Vor Bun­des­gericht machte A. ins­beson­dere gel­tend, der Unfall sei ein sin­gulär­er Vor­fall in sein­er gesamten Kar­riere als Beruf­schauf­feur gewe­sen. Er sei nicht zu schnell gefahren und habe wed­er unter Alko­hol- noch Dro­gene­in­fluss ges­tanden. An Schlaf­man­gel habe A. nicht gelit­ten und er habe vor dem Stoppsig­nal abge­bremst, jedoch das ent­ge­genk­om­mende Fahrzeug überse­hen (E. 2.2., 4 und 6.1). Der Unfall müsse als Ver­wirk­lichung eines Risikos gese­hen wer­den, das sein­er Arbeit­stätigkeit als Beruf­schauf­feur inhärent sei. Es stelle sich die Frage, ob stets ein wichtiger Grund für eine frist­lose Kündi­gung gegeben sei, wenn sich ein inhärentes Beruf­s­risiko ver­wirk­liche (E. 5.1.1).
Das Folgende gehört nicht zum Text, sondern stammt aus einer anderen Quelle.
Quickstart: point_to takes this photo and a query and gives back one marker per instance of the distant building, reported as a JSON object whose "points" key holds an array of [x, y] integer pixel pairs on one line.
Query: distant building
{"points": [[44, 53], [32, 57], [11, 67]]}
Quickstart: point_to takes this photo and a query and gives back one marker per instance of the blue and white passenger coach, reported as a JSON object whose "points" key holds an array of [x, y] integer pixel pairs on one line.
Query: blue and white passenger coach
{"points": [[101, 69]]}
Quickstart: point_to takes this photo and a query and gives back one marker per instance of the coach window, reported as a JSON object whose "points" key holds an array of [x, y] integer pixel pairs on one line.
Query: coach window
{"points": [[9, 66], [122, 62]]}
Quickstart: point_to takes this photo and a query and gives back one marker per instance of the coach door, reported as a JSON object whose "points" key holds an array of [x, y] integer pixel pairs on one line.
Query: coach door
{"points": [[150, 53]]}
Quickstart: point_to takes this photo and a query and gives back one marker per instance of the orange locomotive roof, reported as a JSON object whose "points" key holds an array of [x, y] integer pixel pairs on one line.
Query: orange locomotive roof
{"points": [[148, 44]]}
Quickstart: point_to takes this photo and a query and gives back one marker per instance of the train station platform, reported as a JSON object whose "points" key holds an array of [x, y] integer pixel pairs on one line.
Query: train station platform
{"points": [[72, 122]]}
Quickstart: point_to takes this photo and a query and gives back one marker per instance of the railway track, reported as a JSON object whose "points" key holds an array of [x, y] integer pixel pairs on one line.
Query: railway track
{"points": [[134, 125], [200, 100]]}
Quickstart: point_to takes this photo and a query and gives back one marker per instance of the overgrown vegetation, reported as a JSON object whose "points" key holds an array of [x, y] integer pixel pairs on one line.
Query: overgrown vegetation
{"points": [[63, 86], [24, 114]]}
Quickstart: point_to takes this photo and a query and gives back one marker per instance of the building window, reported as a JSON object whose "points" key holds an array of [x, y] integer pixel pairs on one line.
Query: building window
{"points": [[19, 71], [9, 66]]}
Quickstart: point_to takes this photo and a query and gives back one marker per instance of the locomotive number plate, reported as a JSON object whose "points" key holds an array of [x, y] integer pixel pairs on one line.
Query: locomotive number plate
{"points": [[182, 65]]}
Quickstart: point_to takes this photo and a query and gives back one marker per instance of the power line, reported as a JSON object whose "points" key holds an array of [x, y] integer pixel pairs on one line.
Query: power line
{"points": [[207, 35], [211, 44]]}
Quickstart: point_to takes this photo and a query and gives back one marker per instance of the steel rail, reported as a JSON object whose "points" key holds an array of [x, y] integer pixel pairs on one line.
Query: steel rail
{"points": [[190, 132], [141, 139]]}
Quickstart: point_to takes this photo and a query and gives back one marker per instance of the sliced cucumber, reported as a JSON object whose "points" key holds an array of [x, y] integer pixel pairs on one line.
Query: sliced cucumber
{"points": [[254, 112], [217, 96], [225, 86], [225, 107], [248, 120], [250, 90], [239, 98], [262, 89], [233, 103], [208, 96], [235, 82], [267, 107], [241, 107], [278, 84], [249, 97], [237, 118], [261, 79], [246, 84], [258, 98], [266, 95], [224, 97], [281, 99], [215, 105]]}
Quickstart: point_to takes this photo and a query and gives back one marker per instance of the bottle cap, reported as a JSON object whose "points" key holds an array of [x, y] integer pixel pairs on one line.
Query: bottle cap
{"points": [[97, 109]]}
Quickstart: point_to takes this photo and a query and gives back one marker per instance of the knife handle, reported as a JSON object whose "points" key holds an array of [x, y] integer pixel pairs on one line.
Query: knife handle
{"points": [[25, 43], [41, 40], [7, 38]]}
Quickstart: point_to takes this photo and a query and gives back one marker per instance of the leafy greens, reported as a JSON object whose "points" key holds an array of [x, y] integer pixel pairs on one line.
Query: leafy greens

Das Bun­des­gericht hielt dage­gen, die Vorin­stanz habe das Beruf­s­risiko berück­sichtigt und sich mit der Stel­lung und Ver­ant­wor­tung von A. als Beruf­schauf­feur auseinan­derge­set­zt. Die Vorin­stanz habe bun­desrecht­skon­form erkan­nt, dass die Ver­fehlung des Beschw­erde­führers nicht mit einem “inhärenten” Beruf­s­risiko bagatel­lisiert wer­den könne. Ger­ade Beruf­schauf­feure müssten auf­grund ihrer Erfahrung und des klar erhöht­en Betrieb­srisikos ihres Fahrzeuges beson­ders aufmerk­sam sein. An ihr Ver­hal­ten dürften dies­bezüglich beson­ders strenge Anforderun­gen gestellt wer­den (E. 5.1.2 und. 6.3).

Das Bun­des­gericht warf A. eine schwere Ver­let­zung sein­er Sorgfalt­spflicht­en vor, da er sich als Beruf­schauf­feur bei Ver­rich­tung sein­er Arbeit­sleis­tung mit einem Last­wa­gen über eine wichtige Verkehrsvorschrift wie ein Stoppsig­nal vorsät­zlich hin­wegge­set­zt habe. Dieses Fehlver­hal­ten habe sich unmit­tel­bar auf das Arbeitsver­hält­nis aus­gewirkt. Die Ver­fehlung sei objek­tiv geeignet gewe­sen, die für das Arbeitsver­hält­nis wesentliche Ver­trauensgrund­lage, dass sich A. bei der Arbeit an die Regeln des Strassen­verkehrs halte, tief­greifend zu erschüt­tern. Trotz der kurzen Kündi­gungs­frist von einem Monat sei es der B. GmbH nicht zuzu­muten gewe­sen, das Arbeitsver­hält­nis fortzuset­zen. Dies ins­beson­dere auch deshalb, weil kein alter­na­tiv­er Arbeit­splatz zur Ver­fü­gung ges­tanden habe (vgl. zum Ganzen E. 6.3).